Nella Youth League l’Under 20 chiude sesta, mentre l’Under 15 non accede alla fase nazionale

Camerano, 8 giugno 2022 – Intense giornate quelle trascorse dai giovani dell’Under 20 della Pallamano Camerano maschile, che hanno affrontato la fase finale di Youth League essendo arrivati tra le migliori otto squadre d’Italia.

I gialloblù hanno affrontato le squadre del girone 1 esordendo con una sconfitta nella prima gara contro il Cassano Magnago, impostosi successivamente come Campione d’Italia; una gara avvincente dove i cameranesi hanno lottato fino al termine dell’incontro, terminato con il risultato di 18-27.

Under 20 in azione (maglia rossonera)

Nella seconda partita giovani di coach Filiberto Kokuca hanno affrontato il Brixen, squadra ostica che ha evidenziato importanti individualità. L’incontro è terminato a favore dei gialloblù per 27-21.
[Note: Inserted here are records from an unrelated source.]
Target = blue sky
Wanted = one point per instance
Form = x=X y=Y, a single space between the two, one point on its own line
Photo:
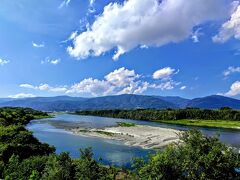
x=90 y=48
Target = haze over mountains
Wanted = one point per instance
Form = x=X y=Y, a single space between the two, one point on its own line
x=126 y=101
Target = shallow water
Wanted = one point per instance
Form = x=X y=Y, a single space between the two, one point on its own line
x=52 y=131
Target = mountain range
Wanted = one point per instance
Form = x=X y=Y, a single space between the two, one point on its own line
x=125 y=101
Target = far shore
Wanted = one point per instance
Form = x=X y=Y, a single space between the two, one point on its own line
x=147 y=137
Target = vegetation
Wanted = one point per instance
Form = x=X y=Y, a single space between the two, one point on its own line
x=23 y=157
x=125 y=124
x=224 y=117
x=196 y=157
x=206 y=123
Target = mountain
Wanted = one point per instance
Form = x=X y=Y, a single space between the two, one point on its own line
x=58 y=103
x=66 y=103
x=4 y=100
x=179 y=101
x=125 y=101
x=214 y=102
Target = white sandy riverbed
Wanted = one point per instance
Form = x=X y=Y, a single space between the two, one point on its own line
x=140 y=135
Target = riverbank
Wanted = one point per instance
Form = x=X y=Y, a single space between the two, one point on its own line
x=205 y=123
x=222 y=118
x=147 y=137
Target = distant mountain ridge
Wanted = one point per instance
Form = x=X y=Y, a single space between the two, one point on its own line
x=125 y=101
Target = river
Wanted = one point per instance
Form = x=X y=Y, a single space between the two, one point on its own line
x=52 y=131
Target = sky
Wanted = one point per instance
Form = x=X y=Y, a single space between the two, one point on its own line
x=94 y=48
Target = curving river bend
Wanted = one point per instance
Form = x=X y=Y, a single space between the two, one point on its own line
x=52 y=131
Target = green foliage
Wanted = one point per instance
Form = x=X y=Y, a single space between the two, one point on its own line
x=23 y=157
x=168 y=114
x=125 y=124
x=195 y=157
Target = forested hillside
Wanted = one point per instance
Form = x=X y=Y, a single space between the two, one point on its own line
x=23 y=157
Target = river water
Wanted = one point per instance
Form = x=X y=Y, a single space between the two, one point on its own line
x=52 y=131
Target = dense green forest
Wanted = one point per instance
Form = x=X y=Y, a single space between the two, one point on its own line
x=168 y=114
x=23 y=157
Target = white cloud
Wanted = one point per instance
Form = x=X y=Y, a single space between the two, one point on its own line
x=121 y=77
x=64 y=3
x=231 y=70
x=29 y=86
x=120 y=81
x=91 y=2
x=45 y=87
x=183 y=87
x=3 y=62
x=164 y=73
x=38 y=45
x=230 y=28
x=167 y=85
x=21 y=95
x=234 y=89
x=55 y=62
x=149 y=23
x=51 y=61
x=196 y=34
x=92 y=86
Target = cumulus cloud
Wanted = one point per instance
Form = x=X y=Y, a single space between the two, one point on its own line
x=231 y=70
x=120 y=81
x=21 y=95
x=150 y=23
x=91 y=2
x=51 y=61
x=44 y=87
x=196 y=34
x=164 y=73
x=183 y=87
x=64 y=3
x=3 y=62
x=234 y=89
x=38 y=45
x=230 y=28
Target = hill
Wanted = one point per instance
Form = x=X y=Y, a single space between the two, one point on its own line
x=125 y=101
x=214 y=102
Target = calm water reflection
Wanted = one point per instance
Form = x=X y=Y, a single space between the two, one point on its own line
x=113 y=152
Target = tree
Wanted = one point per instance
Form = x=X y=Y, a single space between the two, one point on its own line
x=194 y=157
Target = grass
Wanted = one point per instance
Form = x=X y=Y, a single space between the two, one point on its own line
x=125 y=124
x=43 y=117
x=206 y=123
x=105 y=133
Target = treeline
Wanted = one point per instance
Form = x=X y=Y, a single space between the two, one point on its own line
x=23 y=157
x=168 y=114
Nell’ultima gara del girone 1 i gialloblù hanno affrontato il Lanzara, uno scontro avvincente andato avanti fino al fischio finale. Grande gioco e voglia di vincere quella dimostrata dai ragazzi di coach Kokuca, che hanno perso solo sul finale con lo scarto di un solo gol: 32-33 a favore dei campani.

Per i cameranesi non è rimasta che l’importante vetrina della finale valida per il quinto e sesto posto. L’avversario di turno è stato il Meran che ha messo in campo i suoi talenti del vivaio giovanile. Camerano ha dimostrato un gioco importante ma, nonostante ciò, è stato sconfitto e si è dovuto accontentare della sesta piazza.

Simone Giambartolomei

Al di là del risultato, per i gialloblù resta la grande soddisfazione di essere arrivati a giocare con le migliori otto squadre d’Italia. Grande orgoglio per Simone Giambartolomei, premiato come miglior terzino, premio già ricevuto nell’edizione scorsa delle finali nazionali Under 17.

Per l’Under 15, grande soddisfazione per essere arrivati a giocare la finale interzona, una gara da vincere per poter accedere alla fase nazionale. I giovanissimi gialloblù sono scesi in campo a Chiaravalle arrivando secondi. Nonostante la mancata qualificazione, la società cameranese ha fatto grandi complimenti alla squadra per aver dimostrato una grande determinazione.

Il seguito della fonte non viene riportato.